Fracturer le récit : trois révolutions narratives récentes
Ce n’est plus seulement l’histoire qui prime, mais la manière dont la forme épouse ou malmène la matière narrative. Plusieurs axes majeurs se dégagent dans les films d’auteurs récents.
1. L’éclatement temporel : “Drive My Car” de Ryūsuke Hamaguchi (2021)
Difficile de ne pas citer Drive My Car (Japan, 2021) de Ryūsuke Hamaguchi, Lion d’argent à Cannes, où le temps se tord avec grâce. Plus de 40 minutes de “prologue”, puis la vraie entrée du générique ; des dialogues qui tournent autour du non-dit, des fragments de passé qui éclaboussent le présent.
- Structure éclatée : Le film épouse la forme d’une répétition permanente : sans cesse, on répète, on relit, on revit pour essayer de reconstruire un sens au chaos.
- Paradoxe du temps : Le récit est linéaire dans le montage, mais circulaire dans les émotions, créant un effet hypnotique remarquable.
- Référence : Hamaguchi dit s’être inspiré autant de Murakami que d’Almodóvar pour “travailler les ellipses comme on taille une pierre brute” (Cahiers du Cinéma, mars 2022).
Ce film questionne : le vrai sujet, c’est moins l’accident initial que la capacité du récit à faire surgir une émotion “en différé”. Le spectateur vit dans ce délai, suspendu, renvoyé à ses propres zones d’ombres.
2. Le récit sensoriel : “Memoria” d’Apichatpong Weerasethakul (2021)
Apichatpong Weerasethakul persiste à déconcerter le public occidental. Memoria (2021), prix du jury à Cannes, pousse encore plus loin la dissolution du récit classique.

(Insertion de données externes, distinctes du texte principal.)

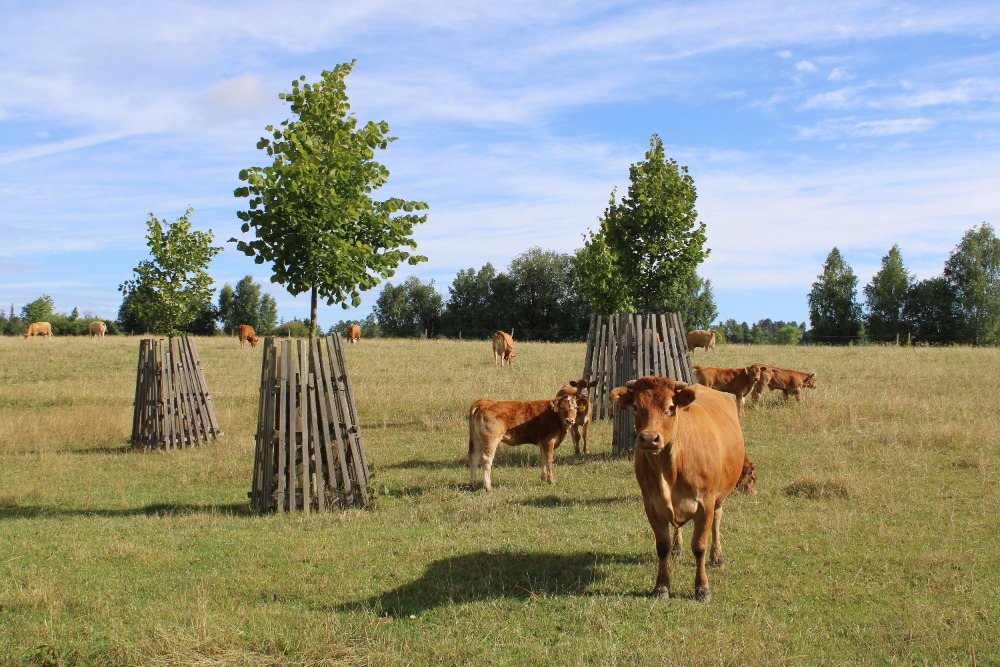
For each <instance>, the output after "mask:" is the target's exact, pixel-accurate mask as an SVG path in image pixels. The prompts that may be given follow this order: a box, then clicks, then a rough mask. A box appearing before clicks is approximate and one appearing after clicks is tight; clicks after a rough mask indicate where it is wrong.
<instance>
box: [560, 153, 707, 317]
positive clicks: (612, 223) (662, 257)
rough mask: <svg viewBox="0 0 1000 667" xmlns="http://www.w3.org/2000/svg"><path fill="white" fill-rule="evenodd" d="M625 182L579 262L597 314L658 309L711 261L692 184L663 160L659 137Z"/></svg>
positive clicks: (666, 162) (670, 300)
mask: <svg viewBox="0 0 1000 667" xmlns="http://www.w3.org/2000/svg"><path fill="white" fill-rule="evenodd" d="M629 181H630V183H629V187H628V193H627V195H626V196H625V197H623V198H622V200H621V201H620V202H619V201H617V196H618V193H617V190H614V191H612V193H611V201H610V202H609V203H608V207H607V209H606V210H605V211H604V216H603V217H602V218H601V220H600V229H599V231H598V232H597V233H596V234H595V233H594V232H589V233H588V237H587V239H586V241H585V242H584V248H583V251H582V252H581V253H580V255H579V256H578V262H579V273H580V278H581V284H582V289H583V294H584V296H585V297H586V299H587V300H588V301H589V302H590V303H591V304H593V306H594V308H595V310H597V311H598V312H600V313H602V314H611V312H622V311H640V312H643V313H646V314H648V313H651V312H654V311H655V310H659V309H661V308H664V306H666V305H667V304H670V303H671V302H672V301H673V300H675V299H676V298H677V296H678V293H679V292H680V291H681V289H682V287H683V285H684V284H685V281H687V280H689V278H690V275H691V274H692V273H693V272H694V270H695V268H696V267H697V266H698V264H700V263H701V262H702V261H703V260H704V259H705V257H707V256H708V253H709V251H708V250H707V249H705V248H704V245H705V224H704V223H700V222H698V212H697V211H696V210H695V207H694V205H695V199H696V198H697V192H696V190H695V186H694V179H693V178H691V176H690V175H689V174H688V170H687V167H683V166H679V165H678V164H677V162H676V161H674V160H673V159H668V158H667V157H666V155H665V153H664V150H663V141H662V140H661V139H660V137H658V136H657V135H655V134H654V135H653V136H652V138H651V139H650V141H649V150H648V151H647V152H646V159H645V161H643V162H639V163H636V164H634V165H632V166H631V167H630V168H629ZM609 308H613V309H614V310H613V311H611V310H608V309H609Z"/></svg>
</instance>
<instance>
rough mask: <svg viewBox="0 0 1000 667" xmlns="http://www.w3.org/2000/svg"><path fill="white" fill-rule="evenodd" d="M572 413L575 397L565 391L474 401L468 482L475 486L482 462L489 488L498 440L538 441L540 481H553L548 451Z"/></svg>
mask: <svg viewBox="0 0 1000 667" xmlns="http://www.w3.org/2000/svg"><path fill="white" fill-rule="evenodd" d="M576 415H577V412H576V397H575V396H569V395H565V394H563V395H559V396H556V398H554V399H550V400H545V401H488V400H483V399H480V400H478V401H476V402H475V403H473V404H472V407H471V408H470V409H469V483H470V484H472V485H473V486H475V484H476V482H477V480H478V467H479V463H480V462H482V464H483V488H485V489H486V490H487V491H490V490H491V489H492V488H493V480H492V475H491V472H492V470H493V457H494V456H495V455H496V451H497V446H498V445H499V444H500V443H501V442H506V443H507V444H508V445H538V448H539V458H540V459H541V462H542V481H543V482H548V483H550V484H552V483H554V482H555V475H554V474H553V472H552V454H553V452H554V451H555V449H556V447H558V446H559V445H560V444H562V441H563V439H565V438H566V431H567V430H569V427H570V426H571V425H572V424H573V423H574V422H575V421H576Z"/></svg>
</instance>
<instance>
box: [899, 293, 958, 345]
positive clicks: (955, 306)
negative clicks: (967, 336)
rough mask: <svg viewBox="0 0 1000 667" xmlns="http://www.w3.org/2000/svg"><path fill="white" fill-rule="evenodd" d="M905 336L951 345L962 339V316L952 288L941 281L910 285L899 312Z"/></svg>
mask: <svg viewBox="0 0 1000 667" xmlns="http://www.w3.org/2000/svg"><path fill="white" fill-rule="evenodd" d="M902 317H903V322H904V326H905V328H906V331H907V334H908V335H909V336H912V338H913V340H915V341H919V342H924V343H939V344H942V343H952V342H956V341H959V340H960V339H961V336H962V335H963V326H962V325H963V321H962V312H961V308H960V307H959V304H958V294H957V293H956V291H955V288H954V286H953V285H952V284H951V283H950V282H949V281H948V280H946V279H945V278H943V277H941V276H938V277H937V278H929V279H927V280H921V281H918V282H915V283H913V284H912V285H911V286H910V289H909V290H907V293H906V300H905V302H904V303H903V312H902Z"/></svg>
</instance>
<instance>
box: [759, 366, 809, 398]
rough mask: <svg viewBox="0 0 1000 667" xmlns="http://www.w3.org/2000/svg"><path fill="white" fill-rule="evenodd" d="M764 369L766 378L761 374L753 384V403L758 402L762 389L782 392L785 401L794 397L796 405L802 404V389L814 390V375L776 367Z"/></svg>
mask: <svg viewBox="0 0 1000 667" xmlns="http://www.w3.org/2000/svg"><path fill="white" fill-rule="evenodd" d="M766 368H767V373H766V377H765V374H763V373H762V374H761V376H760V379H758V381H757V382H756V383H755V384H754V387H753V393H752V398H753V401H754V403H759V402H760V398H761V394H763V393H764V387H767V388H768V389H770V390H771V391H774V390H777V389H780V390H781V391H782V392H784V394H785V400H786V401H787V400H788V396H789V395H794V396H795V402H796V403H801V402H802V390H803V389H815V388H816V374H815V373H803V372H802V371H793V370H789V369H787V368H778V367H776V366H766Z"/></svg>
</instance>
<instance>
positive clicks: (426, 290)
mask: <svg viewBox="0 0 1000 667" xmlns="http://www.w3.org/2000/svg"><path fill="white" fill-rule="evenodd" d="M443 304H444V301H443V299H442V298H441V295H440V294H438V292H437V290H436V289H434V281H433V280H432V281H431V282H430V283H428V284H424V283H423V282H421V281H420V278H417V277H416V276H410V277H409V278H407V279H406V280H404V281H403V282H402V283H401V284H400V285H399V286H394V285H393V284H392V283H386V285H385V287H384V288H382V293H381V294H379V297H378V300H377V301H376V302H375V306H374V307H373V308H372V313H373V314H374V315H375V319H376V320H377V321H378V325H379V327H380V328H381V330H382V333H383V334H384V335H385V336H389V337H397V338H407V337H416V336H422V335H423V334H424V333H425V332H426V333H427V335H428V336H431V337H433V336H434V335H435V334H436V333H437V330H438V327H439V323H440V319H441V310H442V308H443Z"/></svg>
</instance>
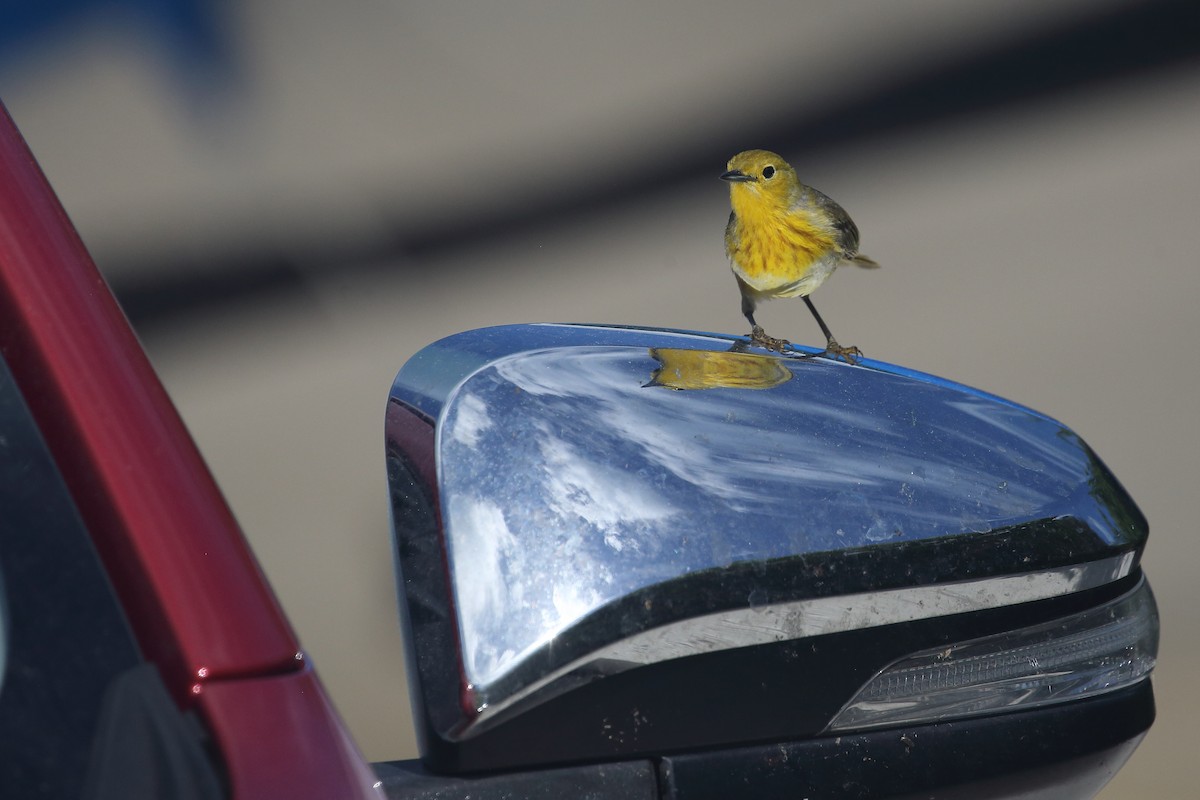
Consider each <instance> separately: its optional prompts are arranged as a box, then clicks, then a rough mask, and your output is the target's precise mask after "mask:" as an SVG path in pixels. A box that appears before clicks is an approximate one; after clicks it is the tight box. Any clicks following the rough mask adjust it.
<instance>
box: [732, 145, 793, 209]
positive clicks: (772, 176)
mask: <svg viewBox="0 0 1200 800" xmlns="http://www.w3.org/2000/svg"><path fill="white" fill-rule="evenodd" d="M726 169H727V172H725V173H724V174H722V175H721V180H722V181H728V184H730V196H731V198H732V199H733V203H734V204H738V201H739V200H740V201H754V200H757V201H767V203H773V204H776V205H781V206H787V205H791V200H792V193H793V191H794V190H796V186H797V185H798V181H797V179H796V170H794V169H792V167H791V164H788V163H787V162H786V161H784V160H782V157H780V156H779V155H778V154H774V152H770V151H769V150H744V151H743V152H739V154H738V155H736V156H733V157H732V158H730V163H728V164H727V166H726Z"/></svg>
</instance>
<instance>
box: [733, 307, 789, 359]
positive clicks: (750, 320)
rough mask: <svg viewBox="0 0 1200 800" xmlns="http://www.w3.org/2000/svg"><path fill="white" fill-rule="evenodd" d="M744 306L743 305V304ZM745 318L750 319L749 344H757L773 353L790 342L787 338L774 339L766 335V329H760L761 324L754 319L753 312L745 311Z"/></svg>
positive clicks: (777, 352) (783, 349) (785, 347)
mask: <svg viewBox="0 0 1200 800" xmlns="http://www.w3.org/2000/svg"><path fill="white" fill-rule="evenodd" d="M744 308H745V306H743V309H744ZM746 319H749V320H750V344H757V345H758V347H761V348H764V349H767V350H774V351H775V353H782V351H784V350H785V349H786V348H787V345H788V344H791V342H788V341H787V339H776V338H775V337H773V336H767V331H764V330H762V325H760V324H758V323H756V321H754V312H746Z"/></svg>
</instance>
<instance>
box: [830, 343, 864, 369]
mask: <svg viewBox="0 0 1200 800" xmlns="http://www.w3.org/2000/svg"><path fill="white" fill-rule="evenodd" d="M824 354H826V355H828V356H830V357H833V359H834V360H835V361H836V360H838V359H845V360H846V363H858V360H859V359H862V357H863V351H862V350H859V349H858V348H857V347H854V345H853V344H851V345H850V347H842V345H841V344H838V339H833V338H832V339H829V342H828V343H827V344H826V351H824Z"/></svg>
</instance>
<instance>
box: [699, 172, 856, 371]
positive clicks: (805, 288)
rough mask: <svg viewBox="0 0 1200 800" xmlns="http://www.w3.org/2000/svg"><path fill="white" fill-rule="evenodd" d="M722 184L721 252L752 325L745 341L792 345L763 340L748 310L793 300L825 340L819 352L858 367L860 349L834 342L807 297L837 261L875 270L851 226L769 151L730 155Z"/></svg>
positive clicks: (853, 226) (849, 217)
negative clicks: (747, 336)
mask: <svg viewBox="0 0 1200 800" xmlns="http://www.w3.org/2000/svg"><path fill="white" fill-rule="evenodd" d="M721 180H724V181H726V182H728V185H730V205H731V206H732V210H731V211H730V221H728V224H726V225H725V253H726V255H728V258H730V267H731V269H732V270H733V277H734V278H736V279H737V282H738V289H739V290H740V293H742V313H743V315H745V318H746V320H749V321H750V326H751V332H750V342H751V343H754V344H758V345H761V347H764V348H767V349H768V350H778V351H780V353H782V351H784V349H785V348H786V347H787V345H788V344H791V343H790V342H788V341H787V339H776V338H772V337H769V336H767V333H766V331H763V329H762V327H761V326H760V325H758V323H756V321H755V318H754V312H755V308H757V306H758V302H760V301H762V300H770V299H774V297H797V296H799V297H802V299H803V300H804V302H805V305H808V307H809V311H810V312H812V317H814V318H815V319H816V320H817V325H820V326H821V332H822V333H824V336H826V349H824V353H826V354H828V355H832V356H833V357H834V359H836V357H839V356H840V357H842V359H845V360H846V361H847V362H848V363H856V362H857V360H858V359H859V357H862V355H863V351H862V350H859V349H858V348H857V347H842V345H841V344H839V343H838V339H835V338H834V337H833V333H832V332H830V331H829V326H828V325H826V323H824V320H823V319H821V314H818V313H817V309H816V307H815V306H814V305H812V300H810V299H809V295H810V294H812V291H815V290H816V289H817V288H818V287H820V285H821V284H822V283H824V281H826V278H828V277H829V276H830V275H833V271H834V270H835V269H838V266H840V265H841V264H854V265H856V266H863V267H868V269H875V267H878V263H876V261H875V260H874V259H870V258H868V257H866V255H863V254H860V253H859V252H858V227H857V225H856V224H854V221H853V219H851V218H850V215H848V213H846V210H845V209H842V207H841V206H840V205H838V204H836V203H834V201H833V199H830V198H829V197H827V196H826V194H822V193H821V192H818V191H817V190H815V188H812V187H811V186H805V185H804V184H802V182H800V180H799V179H798V178H797V176H796V170H794V169H792V166H791V164H788V163H787V162H786V161H784V158H782V157H780V156H779V155H778V154H774V152H770V151H769V150H744V151H743V152H739V154H738V155H736V156H733V157H732V158H730V162H728V164H727V166H726V172H725V173H724V174H721Z"/></svg>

- Brouillage du temps et de l’espace : Dans une Colombie ouatée, Tilda Swinton erre, en quête d’un bruit mystérieux qu’elle seule perçoit. Le récit se dilate, mue comme une expérience de la mémoire éveillée.
- Plan-séquence immobile : Les plans s’étirent jusqu’au vertige. Selon le réalisateur, “il faut que le spectateur sente l’étirement du temps dans son propre corps” (Les Inrockuptibles, juillet 2021).
- Expérience collective : Memoria a été pensé pour une diffusion “progressive”, quasi-nomade : le film ne sort que dans une salle à la fois, pour renforcer le caractère unique de chaque projection (Hollywood Reporter).
Ici, l'enjeu n’est plus de raconter, mais de faire ressentir. Les règles s’effacent devant la sonorité du silence, la lente dérive du regard.
3. Le kaléidoscope des identités : “Aftersun” de Charlotte Wells (2022)
Rarement portrait d’enfance n’aura été traité avec cette justesse polyphonique. Dans Aftersun (2022), Charlotte Wells capture la brume d’un souvenir d’été, sans jamais céder à la tentation du pathos ou de la reconstitution didactique.
- Récit à trous : Le film mêle caméras DV, flashbacks, et séquences mentales, tout en refusant de nous offrir une lecture claire des événements.
- Sautes d’axes : Par des changements d’objectifs et de texture d’image, Aftersun donne à chaque souvenir une densité différente, à la frontière entre documentaire et rêve.
- Puissance subjective : Tout est toujours perçu à travers le filtre de la mémoire, qui est par nature défaillante, changeante, inachevée.
La narration elle-même devient “émotionnelle”, assumant les trous, les ellipses, la confusion. N. K. Jemisin écrivait que “l’histoire qui nous marque est celle où le manque dit plus que la présence”. Aftersun le prouve, image après image.